Another way to think of it is that anime doesn't really take "breaks" that way. You reserve 13 timeslots in consecutive weeks and you will have something to deliver for them, come hell or high water (and both are common). If scheduling goes completely FUBAR, the studio throws together a recap episode, but you can't just say "hey, can we push back the last four episodes a month or so?" except in extraordinary circumstances. Like Madoka's final episodes getting delayed by the tsunami.


Ah, that makes sense.
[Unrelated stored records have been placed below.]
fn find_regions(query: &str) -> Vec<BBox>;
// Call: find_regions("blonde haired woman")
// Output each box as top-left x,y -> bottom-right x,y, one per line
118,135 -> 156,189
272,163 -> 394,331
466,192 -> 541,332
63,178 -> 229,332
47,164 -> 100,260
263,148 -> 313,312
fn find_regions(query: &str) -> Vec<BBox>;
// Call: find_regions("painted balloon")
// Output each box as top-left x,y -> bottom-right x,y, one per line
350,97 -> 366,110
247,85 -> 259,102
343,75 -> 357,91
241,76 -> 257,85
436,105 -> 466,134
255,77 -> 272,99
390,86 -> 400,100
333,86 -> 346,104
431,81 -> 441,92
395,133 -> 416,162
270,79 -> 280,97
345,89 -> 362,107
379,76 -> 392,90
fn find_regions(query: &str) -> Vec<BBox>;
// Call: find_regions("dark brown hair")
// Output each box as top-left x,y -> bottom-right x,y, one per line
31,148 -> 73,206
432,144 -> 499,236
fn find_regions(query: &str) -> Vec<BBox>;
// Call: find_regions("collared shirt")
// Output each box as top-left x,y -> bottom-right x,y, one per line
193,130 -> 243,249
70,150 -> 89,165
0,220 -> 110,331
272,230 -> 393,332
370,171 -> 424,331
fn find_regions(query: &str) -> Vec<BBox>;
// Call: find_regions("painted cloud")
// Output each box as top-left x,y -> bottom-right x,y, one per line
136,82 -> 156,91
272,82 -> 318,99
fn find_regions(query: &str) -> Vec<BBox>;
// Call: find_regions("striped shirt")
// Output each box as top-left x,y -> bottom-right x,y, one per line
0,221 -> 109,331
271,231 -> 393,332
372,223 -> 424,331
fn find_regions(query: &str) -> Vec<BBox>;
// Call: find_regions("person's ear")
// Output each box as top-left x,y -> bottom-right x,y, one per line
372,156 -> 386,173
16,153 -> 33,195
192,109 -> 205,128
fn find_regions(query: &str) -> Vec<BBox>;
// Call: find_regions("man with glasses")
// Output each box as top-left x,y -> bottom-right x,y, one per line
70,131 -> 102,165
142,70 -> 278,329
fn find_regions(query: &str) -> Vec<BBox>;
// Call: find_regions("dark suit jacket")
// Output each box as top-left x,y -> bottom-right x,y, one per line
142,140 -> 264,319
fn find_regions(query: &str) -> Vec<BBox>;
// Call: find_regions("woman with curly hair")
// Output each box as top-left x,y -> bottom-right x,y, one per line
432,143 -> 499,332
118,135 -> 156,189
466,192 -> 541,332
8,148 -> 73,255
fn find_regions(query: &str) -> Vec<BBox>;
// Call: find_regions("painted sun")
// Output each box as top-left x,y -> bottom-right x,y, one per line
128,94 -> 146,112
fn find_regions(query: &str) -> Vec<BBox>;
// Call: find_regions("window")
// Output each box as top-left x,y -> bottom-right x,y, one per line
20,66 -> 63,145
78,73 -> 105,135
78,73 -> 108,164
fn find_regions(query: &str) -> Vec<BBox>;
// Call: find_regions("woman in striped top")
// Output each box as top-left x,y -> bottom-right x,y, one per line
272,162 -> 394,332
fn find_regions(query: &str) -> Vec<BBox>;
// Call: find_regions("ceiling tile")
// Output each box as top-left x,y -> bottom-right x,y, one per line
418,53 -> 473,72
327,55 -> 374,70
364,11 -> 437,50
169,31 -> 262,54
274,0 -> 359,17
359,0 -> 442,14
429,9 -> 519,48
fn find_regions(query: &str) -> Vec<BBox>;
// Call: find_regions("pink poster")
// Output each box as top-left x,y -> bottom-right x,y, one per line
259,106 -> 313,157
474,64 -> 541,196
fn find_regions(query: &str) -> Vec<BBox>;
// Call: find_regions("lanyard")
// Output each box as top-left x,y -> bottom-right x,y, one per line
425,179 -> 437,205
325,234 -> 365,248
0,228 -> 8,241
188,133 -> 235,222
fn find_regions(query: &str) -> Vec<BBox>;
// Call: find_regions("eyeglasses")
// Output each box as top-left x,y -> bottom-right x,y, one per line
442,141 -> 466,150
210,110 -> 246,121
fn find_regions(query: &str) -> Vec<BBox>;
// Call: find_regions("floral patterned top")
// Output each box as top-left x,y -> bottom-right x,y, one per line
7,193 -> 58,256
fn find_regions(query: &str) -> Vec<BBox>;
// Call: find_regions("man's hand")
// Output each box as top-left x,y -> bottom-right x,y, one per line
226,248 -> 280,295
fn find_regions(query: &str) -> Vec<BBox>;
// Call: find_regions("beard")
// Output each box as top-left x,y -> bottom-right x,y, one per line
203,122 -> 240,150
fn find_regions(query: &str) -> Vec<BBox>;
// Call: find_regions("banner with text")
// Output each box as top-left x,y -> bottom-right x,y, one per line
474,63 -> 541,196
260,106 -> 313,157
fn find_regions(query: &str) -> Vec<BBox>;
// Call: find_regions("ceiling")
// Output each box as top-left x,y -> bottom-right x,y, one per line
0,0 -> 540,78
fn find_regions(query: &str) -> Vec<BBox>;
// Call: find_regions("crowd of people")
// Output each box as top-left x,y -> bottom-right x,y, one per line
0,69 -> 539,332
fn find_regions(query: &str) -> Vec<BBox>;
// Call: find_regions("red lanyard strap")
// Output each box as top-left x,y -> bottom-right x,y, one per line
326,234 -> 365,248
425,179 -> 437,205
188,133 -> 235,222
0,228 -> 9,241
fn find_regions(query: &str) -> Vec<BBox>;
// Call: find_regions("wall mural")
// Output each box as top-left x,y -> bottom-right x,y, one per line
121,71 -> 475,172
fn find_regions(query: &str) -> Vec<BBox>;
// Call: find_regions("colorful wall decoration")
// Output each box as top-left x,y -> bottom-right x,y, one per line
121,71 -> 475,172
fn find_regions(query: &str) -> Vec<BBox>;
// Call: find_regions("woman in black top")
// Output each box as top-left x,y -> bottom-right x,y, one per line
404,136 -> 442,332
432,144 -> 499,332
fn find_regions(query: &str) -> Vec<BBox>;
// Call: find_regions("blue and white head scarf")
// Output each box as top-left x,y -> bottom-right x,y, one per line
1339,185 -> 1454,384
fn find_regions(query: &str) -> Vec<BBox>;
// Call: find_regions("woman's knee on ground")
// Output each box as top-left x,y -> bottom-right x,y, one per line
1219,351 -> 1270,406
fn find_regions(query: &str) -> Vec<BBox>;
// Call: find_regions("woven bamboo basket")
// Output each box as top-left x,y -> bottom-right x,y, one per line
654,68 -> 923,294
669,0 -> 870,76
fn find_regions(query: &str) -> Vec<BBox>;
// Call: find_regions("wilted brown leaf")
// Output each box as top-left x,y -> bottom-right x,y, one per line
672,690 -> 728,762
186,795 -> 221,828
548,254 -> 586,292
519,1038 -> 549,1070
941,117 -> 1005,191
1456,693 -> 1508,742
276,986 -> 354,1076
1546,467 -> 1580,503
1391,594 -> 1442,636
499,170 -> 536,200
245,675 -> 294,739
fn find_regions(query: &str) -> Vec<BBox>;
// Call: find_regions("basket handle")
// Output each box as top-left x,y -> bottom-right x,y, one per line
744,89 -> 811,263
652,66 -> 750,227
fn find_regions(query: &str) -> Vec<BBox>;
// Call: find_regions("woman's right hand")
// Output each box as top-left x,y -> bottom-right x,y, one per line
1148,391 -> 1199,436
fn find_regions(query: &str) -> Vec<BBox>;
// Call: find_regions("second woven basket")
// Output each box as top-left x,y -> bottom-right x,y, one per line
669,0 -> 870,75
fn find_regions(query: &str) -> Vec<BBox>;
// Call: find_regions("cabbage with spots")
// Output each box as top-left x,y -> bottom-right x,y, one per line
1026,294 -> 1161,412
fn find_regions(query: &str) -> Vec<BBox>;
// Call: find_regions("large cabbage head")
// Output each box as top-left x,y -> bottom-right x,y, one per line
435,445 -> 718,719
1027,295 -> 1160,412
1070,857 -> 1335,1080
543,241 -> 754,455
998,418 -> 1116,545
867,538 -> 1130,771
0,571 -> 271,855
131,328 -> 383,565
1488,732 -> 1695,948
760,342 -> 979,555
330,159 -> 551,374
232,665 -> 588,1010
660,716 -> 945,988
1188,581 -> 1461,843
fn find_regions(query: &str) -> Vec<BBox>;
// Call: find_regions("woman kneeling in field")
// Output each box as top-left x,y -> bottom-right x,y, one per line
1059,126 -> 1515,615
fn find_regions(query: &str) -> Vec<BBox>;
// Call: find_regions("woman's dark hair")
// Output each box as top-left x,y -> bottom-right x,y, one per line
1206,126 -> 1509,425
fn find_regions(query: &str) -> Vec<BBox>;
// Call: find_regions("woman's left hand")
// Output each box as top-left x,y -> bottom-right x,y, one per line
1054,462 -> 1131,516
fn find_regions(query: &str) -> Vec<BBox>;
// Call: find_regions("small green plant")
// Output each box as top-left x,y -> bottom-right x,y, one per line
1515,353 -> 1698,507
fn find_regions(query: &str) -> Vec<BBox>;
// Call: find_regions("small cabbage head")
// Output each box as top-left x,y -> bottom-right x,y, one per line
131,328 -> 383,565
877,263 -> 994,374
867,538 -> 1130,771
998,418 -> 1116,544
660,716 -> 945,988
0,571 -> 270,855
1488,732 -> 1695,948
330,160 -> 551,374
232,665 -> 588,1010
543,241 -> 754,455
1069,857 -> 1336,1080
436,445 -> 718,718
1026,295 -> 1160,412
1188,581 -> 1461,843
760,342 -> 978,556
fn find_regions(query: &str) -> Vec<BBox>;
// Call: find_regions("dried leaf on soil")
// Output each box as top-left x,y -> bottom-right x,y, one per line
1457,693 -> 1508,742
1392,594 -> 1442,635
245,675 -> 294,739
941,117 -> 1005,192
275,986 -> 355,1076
I forgot it goes hand in hand with the status of reruns between Japan and the western world, where western television will just show reruns as the show goes on break even if it's in the middle of a season, and that's why we don't consider mid-season breaks that important, whereas a mid-season break in an anime has to be planned in advance, both its starting point and stopping point. (On the other hand, I am pretty sure the South Park mid-season breaks ARE planned out in advance too, and Comedy Central lets them do it as long as they can finish out the rest of the season by the end of the 12-month period.)

Lord Geo wrote:
The easiest way to think about them is that a cour is a specific span of time, while a season applies to an entire production as a whole. As others mentioned, a season can be any length that's deemed necessary, regardless of how many cours it takes to fully air.


Hmm, my impression has always been that a season is a more or less 12-month period, though I know they can vary a bit. Early seasons of The Simpsons were shorter than 12 months, but they settled on an exactly 12-month cycle after enough time (which I'm guessing is to ensure there is a Treehouse of Horror episode every season).